The next day he was up early again. He hitched the mule to the cart and didn’t say when he would be back; he seemed elated over something. She didn’t immediately look in the barn, deciding to do her usual jobs first in case he returned and caught her out. She went through her routine of milking the goats and gathering the eggs, and thought that later she’d wring the neck of an old hen and cook it for Sunday dinner. At midday she ate a plate of ham and chutney and began to fidget with indecision. She made a batch of scones and ate one with a pot of tea, and it was after four o’clock before she began looking out of the window again.
‘He’s gone out on the river, I’ll be bound,’ she mumbled. ‘He’ll not be back till tonight. Mebbe I’ll just take a look while it’s still light,’ and with the resolution made, she put on her coat and pulled on a woollen hat and rubber boots and went out to the barn.
There were wooden casks sitting on top of tin trunks on the rully and they were heavy to move, but with much heaving and shoving she managed to roll one to the floor. But she couldn’t open it, not without him knowing, as the bung in the top was well and truly sealed and if she broke into it there’d be no sealing it up again. She put her nose to it and sniffed. Baccy? she wondered. There’s just a whiff of something. Or mebbe it’s brandy. She rolled the cask from side to side and thought that whatever was inside was swilling about.

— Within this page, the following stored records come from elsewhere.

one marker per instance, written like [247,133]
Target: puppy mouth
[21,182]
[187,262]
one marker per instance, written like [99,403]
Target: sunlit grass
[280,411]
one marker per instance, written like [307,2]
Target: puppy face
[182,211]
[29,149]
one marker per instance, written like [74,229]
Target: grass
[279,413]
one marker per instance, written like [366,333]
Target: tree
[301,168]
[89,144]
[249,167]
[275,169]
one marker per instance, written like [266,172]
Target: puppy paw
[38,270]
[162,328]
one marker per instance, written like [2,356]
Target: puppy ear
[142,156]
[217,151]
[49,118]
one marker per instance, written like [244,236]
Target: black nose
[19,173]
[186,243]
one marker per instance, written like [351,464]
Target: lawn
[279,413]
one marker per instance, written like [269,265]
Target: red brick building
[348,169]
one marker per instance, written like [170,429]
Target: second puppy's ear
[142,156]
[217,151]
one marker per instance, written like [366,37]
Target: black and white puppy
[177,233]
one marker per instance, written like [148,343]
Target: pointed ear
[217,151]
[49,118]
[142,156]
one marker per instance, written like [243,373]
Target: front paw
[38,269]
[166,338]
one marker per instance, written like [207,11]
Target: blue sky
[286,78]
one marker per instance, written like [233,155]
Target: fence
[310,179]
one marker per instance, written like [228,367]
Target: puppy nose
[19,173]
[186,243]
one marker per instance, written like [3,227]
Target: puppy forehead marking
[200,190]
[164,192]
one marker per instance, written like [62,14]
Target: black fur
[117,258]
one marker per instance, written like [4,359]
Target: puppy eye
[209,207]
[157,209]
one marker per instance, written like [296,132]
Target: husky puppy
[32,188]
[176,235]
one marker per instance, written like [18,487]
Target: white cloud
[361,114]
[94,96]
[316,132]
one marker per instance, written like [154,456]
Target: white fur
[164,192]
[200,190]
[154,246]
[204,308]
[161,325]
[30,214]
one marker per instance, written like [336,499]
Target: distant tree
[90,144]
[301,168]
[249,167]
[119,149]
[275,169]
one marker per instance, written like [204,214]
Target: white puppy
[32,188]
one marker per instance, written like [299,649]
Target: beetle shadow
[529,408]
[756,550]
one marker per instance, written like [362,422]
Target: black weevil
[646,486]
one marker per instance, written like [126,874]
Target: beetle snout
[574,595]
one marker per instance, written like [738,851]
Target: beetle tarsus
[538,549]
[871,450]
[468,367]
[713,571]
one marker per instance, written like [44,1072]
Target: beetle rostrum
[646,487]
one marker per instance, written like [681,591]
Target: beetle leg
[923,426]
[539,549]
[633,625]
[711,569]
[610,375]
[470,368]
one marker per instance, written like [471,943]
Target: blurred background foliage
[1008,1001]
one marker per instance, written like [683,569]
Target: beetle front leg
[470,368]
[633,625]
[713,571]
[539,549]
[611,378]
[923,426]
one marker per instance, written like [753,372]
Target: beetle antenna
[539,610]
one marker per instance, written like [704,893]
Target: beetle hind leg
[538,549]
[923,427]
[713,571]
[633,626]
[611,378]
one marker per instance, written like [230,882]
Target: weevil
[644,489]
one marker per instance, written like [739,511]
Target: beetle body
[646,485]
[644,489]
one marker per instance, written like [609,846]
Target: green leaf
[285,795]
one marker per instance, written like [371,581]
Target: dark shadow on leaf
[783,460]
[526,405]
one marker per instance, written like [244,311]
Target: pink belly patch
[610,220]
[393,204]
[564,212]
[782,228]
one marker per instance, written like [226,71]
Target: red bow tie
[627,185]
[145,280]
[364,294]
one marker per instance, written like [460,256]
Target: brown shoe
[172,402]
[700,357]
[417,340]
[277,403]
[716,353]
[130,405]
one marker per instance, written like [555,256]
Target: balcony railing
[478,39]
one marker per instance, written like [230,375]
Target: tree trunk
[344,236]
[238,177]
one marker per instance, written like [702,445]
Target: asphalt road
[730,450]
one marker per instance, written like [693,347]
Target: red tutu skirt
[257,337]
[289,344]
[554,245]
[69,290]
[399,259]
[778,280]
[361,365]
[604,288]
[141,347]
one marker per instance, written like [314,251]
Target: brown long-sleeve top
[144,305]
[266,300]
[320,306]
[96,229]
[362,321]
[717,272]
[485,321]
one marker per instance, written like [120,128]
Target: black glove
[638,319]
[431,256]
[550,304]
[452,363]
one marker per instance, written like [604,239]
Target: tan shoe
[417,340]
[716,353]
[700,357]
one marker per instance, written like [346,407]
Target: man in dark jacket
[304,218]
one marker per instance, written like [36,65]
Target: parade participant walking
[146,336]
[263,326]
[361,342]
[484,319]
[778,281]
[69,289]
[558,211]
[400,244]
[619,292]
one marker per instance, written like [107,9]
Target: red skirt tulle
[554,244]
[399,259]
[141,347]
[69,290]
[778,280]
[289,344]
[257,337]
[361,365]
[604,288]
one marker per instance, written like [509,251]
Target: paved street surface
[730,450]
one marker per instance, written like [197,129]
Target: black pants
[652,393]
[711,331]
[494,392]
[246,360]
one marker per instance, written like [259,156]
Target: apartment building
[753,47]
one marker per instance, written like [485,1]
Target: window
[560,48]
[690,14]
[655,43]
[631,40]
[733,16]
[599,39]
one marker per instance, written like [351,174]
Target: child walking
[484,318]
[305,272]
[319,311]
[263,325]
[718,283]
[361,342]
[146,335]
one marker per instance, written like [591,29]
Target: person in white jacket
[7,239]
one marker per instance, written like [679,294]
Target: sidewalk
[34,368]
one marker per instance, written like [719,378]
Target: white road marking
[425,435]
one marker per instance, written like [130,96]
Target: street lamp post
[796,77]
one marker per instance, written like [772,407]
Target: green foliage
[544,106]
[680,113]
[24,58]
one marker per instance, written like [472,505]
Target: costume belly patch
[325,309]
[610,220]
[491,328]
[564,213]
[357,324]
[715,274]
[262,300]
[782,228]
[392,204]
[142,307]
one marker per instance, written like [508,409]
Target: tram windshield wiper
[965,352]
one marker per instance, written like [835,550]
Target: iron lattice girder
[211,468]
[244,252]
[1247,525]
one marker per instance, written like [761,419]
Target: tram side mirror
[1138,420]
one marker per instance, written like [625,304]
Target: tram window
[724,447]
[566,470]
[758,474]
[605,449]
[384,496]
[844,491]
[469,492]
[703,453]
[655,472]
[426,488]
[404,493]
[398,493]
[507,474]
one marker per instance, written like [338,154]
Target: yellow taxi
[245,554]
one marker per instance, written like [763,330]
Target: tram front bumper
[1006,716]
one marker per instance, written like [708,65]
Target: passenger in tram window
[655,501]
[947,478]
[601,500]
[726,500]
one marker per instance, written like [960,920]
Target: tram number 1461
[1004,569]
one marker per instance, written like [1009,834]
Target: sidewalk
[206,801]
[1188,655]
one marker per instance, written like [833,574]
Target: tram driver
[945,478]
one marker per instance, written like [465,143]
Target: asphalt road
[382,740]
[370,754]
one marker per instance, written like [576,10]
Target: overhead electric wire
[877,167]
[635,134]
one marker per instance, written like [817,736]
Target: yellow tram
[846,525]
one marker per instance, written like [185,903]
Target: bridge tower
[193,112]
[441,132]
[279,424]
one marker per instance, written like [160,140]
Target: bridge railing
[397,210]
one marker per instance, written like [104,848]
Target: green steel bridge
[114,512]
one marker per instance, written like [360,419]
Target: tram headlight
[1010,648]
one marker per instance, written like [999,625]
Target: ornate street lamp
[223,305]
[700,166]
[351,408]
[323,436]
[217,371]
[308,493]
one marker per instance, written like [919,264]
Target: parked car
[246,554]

The metal trunk the cask had been sitting on was easier, as she didn’t have to move it; it had a bolt through the catch. Fetching a box to stand on, she took a spanner from a hook on the wall and managed to knock the bolt out and lift the lid. The pungent aroma of tobacco filled her nostrils and she breathed it in. The catchment was covered in sacking and she felt down the sides of the trunk to ascertain if it contained only tobacco. It seemed as if it did, and, nodding her head, she guessed it was worth a fortune. She counted four trunks and six casks and thought that there was no possibility of her seeing any of the profit from it, for Deakin would secrete the money away once the goods were sold on and she wondered where the old miser would hide it.